C’est une question que j’aborde avec quelques convictions fortes : une conscience aiguë de l’utilité générale d’un État républicain puissant, mais aussi celle, non moins vive, du progrès pour la démocratie et du dynamisme de l’action publique, qu’a engendrés la décentralisation. Celle-ci a permis l’émergence de nouveaux foyers d’initiative et de responsabilité. C’est une bonne chose pour le pays. J’aborde également cette tâche, vous vous en doutez, avec l’expérience de l’élu local que je suis à Belfort depuis maintenant vingt ans. J’ai toujours considéré que les collectivités locales ne devaient pas s’opposer à l’État mais au contraire travailler avec lui, dès lors que chacun se plaçait du point de vue de l’intérêt général. De ce double point de vue, je tire trois observations.
D’une part, vous n’êtes pas, mesdames et messieurs les préfets, dans les départements et les régions, les représentants du seul ministère de l’Intérieur.

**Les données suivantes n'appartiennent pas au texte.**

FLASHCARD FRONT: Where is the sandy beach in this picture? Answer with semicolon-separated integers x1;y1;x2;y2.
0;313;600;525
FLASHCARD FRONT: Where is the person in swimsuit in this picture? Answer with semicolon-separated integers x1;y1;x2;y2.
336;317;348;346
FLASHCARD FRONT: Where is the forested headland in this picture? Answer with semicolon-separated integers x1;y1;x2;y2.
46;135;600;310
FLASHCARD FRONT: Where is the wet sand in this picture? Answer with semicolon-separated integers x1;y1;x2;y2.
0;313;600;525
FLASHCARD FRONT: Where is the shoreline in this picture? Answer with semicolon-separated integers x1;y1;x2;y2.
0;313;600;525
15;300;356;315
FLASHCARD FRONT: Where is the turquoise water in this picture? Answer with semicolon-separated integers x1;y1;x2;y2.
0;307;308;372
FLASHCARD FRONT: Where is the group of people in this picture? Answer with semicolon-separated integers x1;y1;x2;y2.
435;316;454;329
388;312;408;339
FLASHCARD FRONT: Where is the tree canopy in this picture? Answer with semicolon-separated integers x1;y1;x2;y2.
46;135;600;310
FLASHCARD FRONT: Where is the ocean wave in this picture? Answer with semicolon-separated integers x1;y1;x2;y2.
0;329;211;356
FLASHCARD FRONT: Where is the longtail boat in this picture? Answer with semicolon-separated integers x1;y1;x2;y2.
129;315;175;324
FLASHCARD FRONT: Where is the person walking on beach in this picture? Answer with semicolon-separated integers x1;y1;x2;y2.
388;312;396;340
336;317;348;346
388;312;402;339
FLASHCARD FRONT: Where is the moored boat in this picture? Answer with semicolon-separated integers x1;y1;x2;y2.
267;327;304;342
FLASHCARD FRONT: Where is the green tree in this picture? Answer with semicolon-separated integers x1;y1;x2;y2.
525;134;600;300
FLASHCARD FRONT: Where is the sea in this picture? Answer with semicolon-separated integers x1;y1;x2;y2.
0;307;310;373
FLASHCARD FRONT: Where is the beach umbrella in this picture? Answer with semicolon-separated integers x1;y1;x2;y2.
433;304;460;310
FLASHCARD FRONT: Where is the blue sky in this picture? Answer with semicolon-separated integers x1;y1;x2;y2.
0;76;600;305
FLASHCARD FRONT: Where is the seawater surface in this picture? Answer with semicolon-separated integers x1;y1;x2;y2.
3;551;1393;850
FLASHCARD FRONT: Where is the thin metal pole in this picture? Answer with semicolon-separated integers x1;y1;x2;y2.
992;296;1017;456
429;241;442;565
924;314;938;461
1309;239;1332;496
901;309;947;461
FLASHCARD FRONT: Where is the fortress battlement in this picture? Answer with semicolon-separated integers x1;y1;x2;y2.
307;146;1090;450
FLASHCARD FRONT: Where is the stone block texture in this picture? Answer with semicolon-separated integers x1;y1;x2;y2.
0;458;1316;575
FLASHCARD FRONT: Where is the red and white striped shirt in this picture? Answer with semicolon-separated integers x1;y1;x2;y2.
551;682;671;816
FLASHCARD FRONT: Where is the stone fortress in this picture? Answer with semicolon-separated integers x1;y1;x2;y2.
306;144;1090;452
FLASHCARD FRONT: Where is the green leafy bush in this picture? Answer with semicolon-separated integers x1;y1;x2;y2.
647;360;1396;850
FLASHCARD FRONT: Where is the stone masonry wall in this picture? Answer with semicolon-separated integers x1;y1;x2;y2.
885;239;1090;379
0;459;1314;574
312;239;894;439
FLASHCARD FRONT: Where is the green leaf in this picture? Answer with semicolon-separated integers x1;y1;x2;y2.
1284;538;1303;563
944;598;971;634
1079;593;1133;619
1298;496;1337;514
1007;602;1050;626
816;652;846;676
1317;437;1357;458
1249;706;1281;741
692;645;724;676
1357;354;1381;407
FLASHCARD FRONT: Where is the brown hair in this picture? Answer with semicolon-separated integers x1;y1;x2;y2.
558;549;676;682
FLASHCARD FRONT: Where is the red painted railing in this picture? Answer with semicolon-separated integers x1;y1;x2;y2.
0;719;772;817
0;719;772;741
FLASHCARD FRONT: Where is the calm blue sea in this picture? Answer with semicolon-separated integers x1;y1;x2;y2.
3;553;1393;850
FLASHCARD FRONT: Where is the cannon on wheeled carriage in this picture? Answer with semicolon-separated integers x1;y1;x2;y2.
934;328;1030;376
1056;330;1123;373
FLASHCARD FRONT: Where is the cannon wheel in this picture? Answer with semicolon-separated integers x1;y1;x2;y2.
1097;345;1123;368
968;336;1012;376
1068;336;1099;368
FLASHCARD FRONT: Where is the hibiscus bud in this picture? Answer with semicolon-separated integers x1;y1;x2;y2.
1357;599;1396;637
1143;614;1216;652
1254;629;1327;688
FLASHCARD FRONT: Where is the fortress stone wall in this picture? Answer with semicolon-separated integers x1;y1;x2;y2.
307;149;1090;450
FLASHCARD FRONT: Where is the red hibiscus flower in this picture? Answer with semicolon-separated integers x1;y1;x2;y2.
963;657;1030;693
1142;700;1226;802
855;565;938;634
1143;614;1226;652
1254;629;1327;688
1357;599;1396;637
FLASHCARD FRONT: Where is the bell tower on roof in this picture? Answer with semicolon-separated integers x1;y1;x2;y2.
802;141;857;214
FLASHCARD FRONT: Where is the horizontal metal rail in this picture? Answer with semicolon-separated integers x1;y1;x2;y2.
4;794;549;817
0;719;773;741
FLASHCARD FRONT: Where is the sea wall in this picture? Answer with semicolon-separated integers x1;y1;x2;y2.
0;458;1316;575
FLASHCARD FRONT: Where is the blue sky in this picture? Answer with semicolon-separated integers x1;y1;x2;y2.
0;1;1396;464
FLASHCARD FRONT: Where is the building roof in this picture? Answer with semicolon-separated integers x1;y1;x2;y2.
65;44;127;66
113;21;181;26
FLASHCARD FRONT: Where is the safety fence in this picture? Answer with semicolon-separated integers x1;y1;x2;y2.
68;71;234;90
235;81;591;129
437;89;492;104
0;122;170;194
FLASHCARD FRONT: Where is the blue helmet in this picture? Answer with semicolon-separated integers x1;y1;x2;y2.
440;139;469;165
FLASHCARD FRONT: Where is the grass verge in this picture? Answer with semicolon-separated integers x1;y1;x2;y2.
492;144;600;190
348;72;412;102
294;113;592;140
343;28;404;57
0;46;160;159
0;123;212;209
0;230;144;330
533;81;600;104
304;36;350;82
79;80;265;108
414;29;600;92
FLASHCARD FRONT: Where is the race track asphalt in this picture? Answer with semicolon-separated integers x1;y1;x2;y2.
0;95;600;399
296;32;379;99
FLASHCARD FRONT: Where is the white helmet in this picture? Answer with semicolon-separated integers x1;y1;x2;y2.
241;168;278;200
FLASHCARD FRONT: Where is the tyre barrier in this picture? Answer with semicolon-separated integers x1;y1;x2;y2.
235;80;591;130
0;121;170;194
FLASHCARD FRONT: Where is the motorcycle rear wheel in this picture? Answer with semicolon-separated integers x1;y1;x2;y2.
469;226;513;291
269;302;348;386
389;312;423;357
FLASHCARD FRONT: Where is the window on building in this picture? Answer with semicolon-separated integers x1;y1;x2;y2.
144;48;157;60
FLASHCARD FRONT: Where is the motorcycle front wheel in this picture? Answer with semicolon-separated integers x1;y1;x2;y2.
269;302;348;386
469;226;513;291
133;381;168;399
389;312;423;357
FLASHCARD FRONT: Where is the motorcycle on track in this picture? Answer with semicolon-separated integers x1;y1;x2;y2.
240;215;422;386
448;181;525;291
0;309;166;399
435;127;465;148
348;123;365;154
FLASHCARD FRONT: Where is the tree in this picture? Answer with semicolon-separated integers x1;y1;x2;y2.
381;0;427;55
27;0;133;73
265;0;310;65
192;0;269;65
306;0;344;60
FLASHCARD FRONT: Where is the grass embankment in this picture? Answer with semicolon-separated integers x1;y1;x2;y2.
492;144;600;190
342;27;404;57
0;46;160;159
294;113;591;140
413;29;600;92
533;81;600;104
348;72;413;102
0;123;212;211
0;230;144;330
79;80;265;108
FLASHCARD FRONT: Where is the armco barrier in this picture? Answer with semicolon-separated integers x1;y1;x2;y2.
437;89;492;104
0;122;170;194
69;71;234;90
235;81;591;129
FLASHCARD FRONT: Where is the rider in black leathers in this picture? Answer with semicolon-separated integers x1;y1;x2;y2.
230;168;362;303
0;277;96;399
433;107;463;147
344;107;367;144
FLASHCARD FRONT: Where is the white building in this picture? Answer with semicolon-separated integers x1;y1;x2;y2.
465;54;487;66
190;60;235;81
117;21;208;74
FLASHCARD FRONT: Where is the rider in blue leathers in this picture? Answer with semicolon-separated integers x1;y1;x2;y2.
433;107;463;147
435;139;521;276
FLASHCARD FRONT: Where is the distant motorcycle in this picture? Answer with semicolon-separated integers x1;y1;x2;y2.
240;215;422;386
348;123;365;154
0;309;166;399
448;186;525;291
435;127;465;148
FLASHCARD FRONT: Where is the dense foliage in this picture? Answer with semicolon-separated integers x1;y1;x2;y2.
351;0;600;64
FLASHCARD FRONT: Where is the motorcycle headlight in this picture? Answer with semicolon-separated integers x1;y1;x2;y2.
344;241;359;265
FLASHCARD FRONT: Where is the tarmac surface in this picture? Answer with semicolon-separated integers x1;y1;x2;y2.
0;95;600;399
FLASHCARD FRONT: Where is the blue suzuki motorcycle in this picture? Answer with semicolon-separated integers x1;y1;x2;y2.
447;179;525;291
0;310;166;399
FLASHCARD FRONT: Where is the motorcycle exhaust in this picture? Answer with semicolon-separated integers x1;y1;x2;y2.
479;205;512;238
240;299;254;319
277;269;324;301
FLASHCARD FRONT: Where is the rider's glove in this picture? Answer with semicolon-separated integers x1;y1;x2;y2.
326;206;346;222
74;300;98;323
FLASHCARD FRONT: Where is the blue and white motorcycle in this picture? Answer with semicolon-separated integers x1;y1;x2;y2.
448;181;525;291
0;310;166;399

Vous êtes, par excellence, les représentants de l’État tout entier. Vous exercez votre autorité sur tous les services déconcentrés de l’État. Je connais bien la tendance, naturelle, des ministères, à maintenir la plus grande dépendance de leurs services extérieurs vis-à-vis d’eux-mêmes, sinon d’eux seuls. N’omettez pas de me signaler les difficultés que vous pourriez rencontrer à cet égard. C’est qu’il ne s’agit pas seulement de défendre vos prérogatives, ce qui n’est d’ailleurs pas négligeable. Il s’agit surtout d’agir conformément à l’esprit de la décentralisation. Celle-ci, qui confère aux collectivités des pouvoirs considérables et vivifie ainsi la démocratie locale, courrait au-devant de graves risques, si elle n’était accompagnée d’un effort constant de l’État pour assurer la cohérence de son intervention. Vous êtes les garants de cette cohérence et ce rôle, vous ne pouvez le tenir efficacement qu’avec la pleine maîtrise des services départementaux et régionaux des administrations centrales.
J’attends aussi de vous que vous me teniez informé, par des notes brèves, rédigées à mon attention personnelle, des affaires importantes qui surgiraient et dont il est important que le gouvernement soit conscient pour la bonne marche de l’État.
D’autre part, vous n’ignorez pas que nos concitoyens, tout attachés qu’ils sont à la protection qu’ils attendent de l’État, à l’égalité de traitement qu’il doit leur assurer, aux idées de justice et d’impartialité qu’ils associent spontanément à l’administration, sont aussi volontiers frondeurs et manifestent à l’occasion leur incompréhension ou leur impatience à l’endroit de l’appareil administratif. La France est un pays de tradition où l’on se plaît, depuis fort longtemps, à regimber contre l’impôt tout en demandant à l’État toujours davantage d’écoles et d’hôpitaux, à réclamer à la fois plus de liberté et plus de réglementation, à critiquer la prolifération des normes, tout en étant prompt à saisir le juge. Il n’empêche qu’il y a un fond de vérité dans le sentiment des Français, qui jugent l’État souvent trop éloigné d’eux.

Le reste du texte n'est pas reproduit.